Nos últimos meses, outro processo de lutas globais tomou o mundo: a defesa do povo palestino, em especial a partir da interceptação da Global Summud Flotilha. Milhões de pessoas de mundo tomaram as ruas de países como Alemanha, Tunísia, Países Baixos e Espanha. Na Itália, a luta foi ainda mais radicalizada, com greves gerais e um papel muito forte do movimento estudantil na ocupação de universidades. Os dias 2 e 3 de outubro construíram marchas globais que há muito tempo não se viam de forma unificada, com uma composição mais ampla, mas também com peso importante da juventude.

A resistência contra o genocídio construído pelo Estado de Israel e seus cúmplices, fez com que diversos países tivessem suas maiores manifestações em anos e foi fundamental para a decisão de diversos governos no reconhecimento da Palestina. Porém, essa bandeira também se mostrou como um marco de unidade, com peso de juventude, de diversos setores pelo mundo dispostos a se enfrentar contra a extrema-direita.

Em alguns países essa mobilização se somou às lutas contra suas próprias burguesias, como nas greves e mobilizações francesas contra Macron e seus ajustes neoliberais. Essa conexão mostra um desafio importante, de construir uma alternativa em meio à crise. A expressão de Zohran Mamdani em Nova Iorque mostra um espaço em aberto, com um autodeclarado socialista, em prol da causa Palestina, com maior probabilidade de se eleger prefeito da cidade.

Isso demonstra como é urgente a construção de uma alternativa anticapitalista para a crise, algo que não pode ser feito só reafirmando um programa máximo em abstrato. Compreender e disputar essas mobilizações globais da juventude é parte fundamental disso, visto que pela sua própria amplitude, serão certamente disputadas por diversos setores sociais e o resultado dessa dinâmica também depende de quem atua dentro dessas lutas e dá saídas a elas.

Ou seja, há um desafio triplo: compreender e atuar nessas revoltas da juventude pelo mundo, relacionar esse processo com o enfrentamento global à extrema-direita, como tem sido feito na prática a partir da luta contra o genocídio perpetuado por Israel e afirmar um polo anticapitalista por dentro dessa dinâmica.
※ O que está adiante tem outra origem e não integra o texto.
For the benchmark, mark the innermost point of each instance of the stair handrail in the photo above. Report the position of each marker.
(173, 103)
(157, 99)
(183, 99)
Nesse sentido, a unidade construída em torno da luta Palestina, que na juventude teve uma das expressões na campanha organizada pela Flotilha, Waves To Gaza, foi um passo fundamental e ajudou a conectar setores em luta. Temos uma oportunidade futura, com a Conferência Antifascista em Porto Alegre, que pode ser um espaço também de encontro de importantes setores dessa juventude em mobilização. É necessário que a indignação encontre um programa, mas, para isso, é preciso fortalecer as lutas e construir pontes.